Over 300 women give birth in Toronto each year, and a team of five women, called the Homeless At-Risk Prenatal Program (HARP), have the job of caring for and educating them about raising children.
The Toronto Star profiles 22-year-old pregnant Renee who, with her boyfriend Cliff, live in a homeless shelter. This is her fifth pregnancy.
From The Toronto Star:
Nurses with the Homeless At-Risk Prenatal Program, or HARP, work to get homeless pregnant women off the street and into apartments, and teach them how to mother their babies.
When that's not possible - many women can't fully leave the street and the pull of addiction - the nurses settle for smaller successes: a woman coming into the shelter system long enough to finish her pregnancy; a baby delivered in a hospital and not in a cold, wet alley; an addict getting her fix not from alcohol but crack cocaine, a less harmful substance to a fetus.
The program is pragmatic -- not all women can be helped and those that can may often continue irresponsible behaviors.

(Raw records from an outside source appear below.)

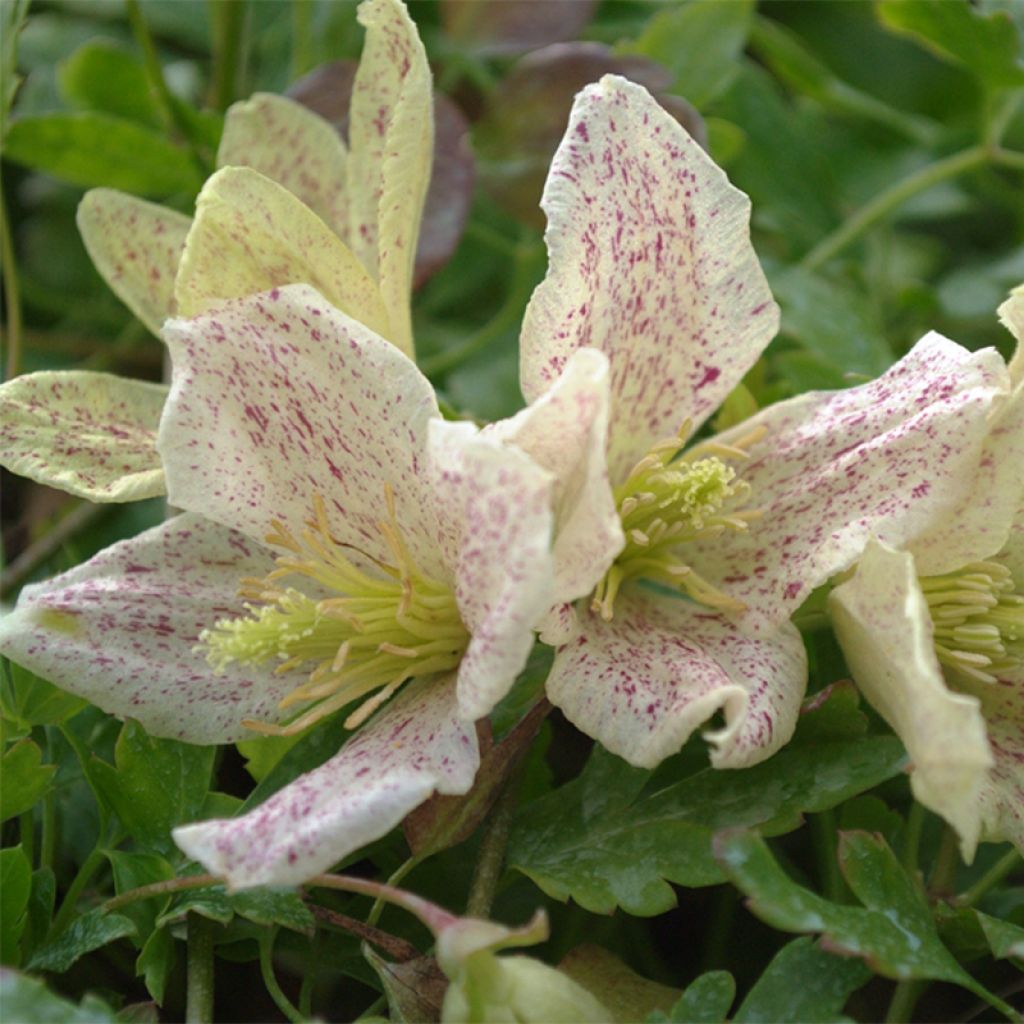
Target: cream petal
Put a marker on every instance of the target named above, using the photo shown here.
(642, 683)
(565, 431)
(250, 235)
(391, 134)
(280, 397)
(882, 623)
(494, 507)
(290, 144)
(892, 459)
(121, 631)
(650, 261)
(136, 247)
(93, 435)
(415, 747)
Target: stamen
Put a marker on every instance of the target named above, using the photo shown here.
(380, 627)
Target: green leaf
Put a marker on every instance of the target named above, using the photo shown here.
(28, 1000)
(92, 930)
(707, 1000)
(803, 984)
(15, 886)
(987, 45)
(32, 700)
(605, 842)
(97, 150)
(102, 77)
(894, 930)
(24, 778)
(157, 784)
(699, 42)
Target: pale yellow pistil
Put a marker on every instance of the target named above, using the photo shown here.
(978, 620)
(373, 632)
(670, 500)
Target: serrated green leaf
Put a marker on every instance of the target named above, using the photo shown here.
(699, 42)
(987, 45)
(603, 843)
(92, 930)
(894, 931)
(803, 984)
(97, 150)
(15, 887)
(24, 778)
(707, 1000)
(156, 784)
(28, 1000)
(107, 78)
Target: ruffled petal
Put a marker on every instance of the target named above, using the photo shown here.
(280, 397)
(91, 434)
(642, 683)
(650, 261)
(121, 631)
(565, 431)
(136, 247)
(292, 145)
(250, 235)
(494, 504)
(391, 135)
(891, 459)
(414, 748)
(882, 623)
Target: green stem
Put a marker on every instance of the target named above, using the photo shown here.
(491, 862)
(89, 867)
(11, 293)
(228, 18)
(199, 998)
(885, 203)
(904, 998)
(282, 1001)
(991, 878)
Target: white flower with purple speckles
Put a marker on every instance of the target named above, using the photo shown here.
(651, 264)
(934, 636)
(374, 543)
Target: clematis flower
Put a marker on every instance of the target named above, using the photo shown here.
(933, 632)
(290, 205)
(374, 543)
(650, 263)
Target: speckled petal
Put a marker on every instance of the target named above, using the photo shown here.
(93, 435)
(250, 235)
(565, 431)
(391, 135)
(292, 145)
(882, 622)
(494, 507)
(136, 247)
(642, 683)
(650, 261)
(278, 397)
(120, 630)
(890, 459)
(414, 748)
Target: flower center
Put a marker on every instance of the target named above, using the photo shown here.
(370, 632)
(977, 619)
(669, 500)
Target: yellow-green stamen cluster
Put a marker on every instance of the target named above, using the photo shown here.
(978, 620)
(670, 500)
(374, 632)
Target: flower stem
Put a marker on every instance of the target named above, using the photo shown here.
(991, 878)
(886, 202)
(11, 292)
(199, 998)
(282, 1001)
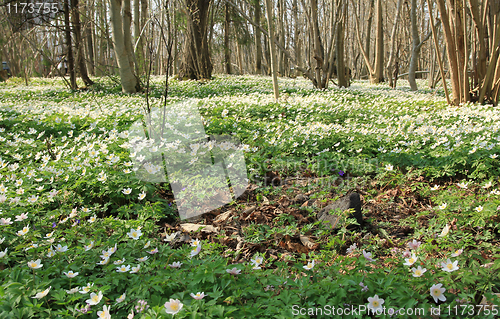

The nurses that writer Megan Ogilvie talked to all had emotional stories to tell.
Roughly 50 per cent of homeless women get pregnant, many within the first 12 months of becoming homeless. Women with a history of sexual abuse or with a developmental delay may not be aware of the need for constant contraception, something that is usually in short supply on the streets. And stress, poor nutrition and substance abuse can halt menses, which means some women don't realize they are pregnant for months.